コンプライアンスとは?【労務リスク管理と企業運営の基礎】
【定義】コンプライアンス(Compliance)とは、直訳で「法令遵守」を意味しますが、企業経営においては、法令だけでなく、社会規範、企業倫理、社内ルールなど、あらゆる規範やルールを遵守し、公正・誠実に企業活動を行うことを指します。労務管理においては、労働基準法やハラスメント防止法などの法令遵守が特に重要になります。
コンプライアンス体制の不備は、企業の信頼失墜、行政処分、損害賠償といった致命的なリスクにつながります。中小企業が最低限押さえるべき労務コンプライアンスの基本を解説します。
労務管理におけるコンプライアンスの重要項目
人事・労務の分野では、以下の項目がコンプライアンス違反のリスクとなりやすいです。
1. 労働時間・賃金管理
- 長時間労働の防止: 36協定の遵守、サービス残業の撲滅、労働時間の適切な把握。
- 未払い賃金・残業代: 割増賃金(残業代、深夜手当、休日手当)の正確な計算と支払い。
- 賃金台帳の正確な記載: 法定帳簿の記載事項漏れがないか。
2. 雇用・就業規則の整備
- 就業規則の周知徹底: 作成した就業規則を社員に適切に周知すること。
- 労働契約: 雇用契約書(労働条件通知書)の交付と、労働条件の明確化。
3. ハラスメント・多様性対応
- ハラスメント対策: パワハラ、セクハラ、マタハラに対する防止措置(相談窓口設置、研修の実施)。

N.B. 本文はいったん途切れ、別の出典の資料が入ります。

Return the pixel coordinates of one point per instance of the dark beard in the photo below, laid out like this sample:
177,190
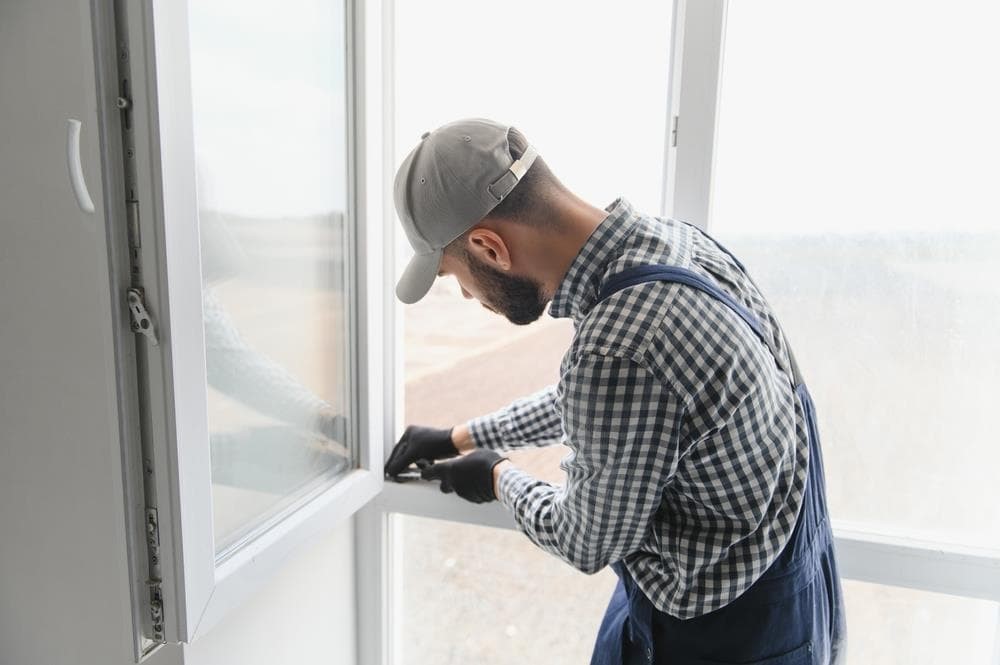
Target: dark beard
520,299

- 差別禁止: 採用、昇進、賃金において、不当な差別(性別、国籍など)を行わないこと。
中小企業が取るべきコンプライアンス対策
対策1: 就業規則と賃金規程の定期的な見直し
法改正(例:同一労働同一賃金、育児介護休業法)に迅速に対応できるよう、就業規則や賃金規程を最低でも3年に一度は見直し、必要に応じて管轄の労働基準監督署へ届け出ます。
対策2: 内部通報窓口と研修の実施
社員が安心して相談できるハラスメントや法令違反の内部通報窓口を設置し、匿名性を保証します。管理職向けには、労務コンプライアンス研修を義務付けます。
対策3: 人事・労務業務のアウトソース
専門知識が必要な労務管理や給与計算は、社会保険労務士などの外部専門家に委託(アウトソース)し、法的リスクを最小限に抑えることが、中小企業にとっては最も現実的です。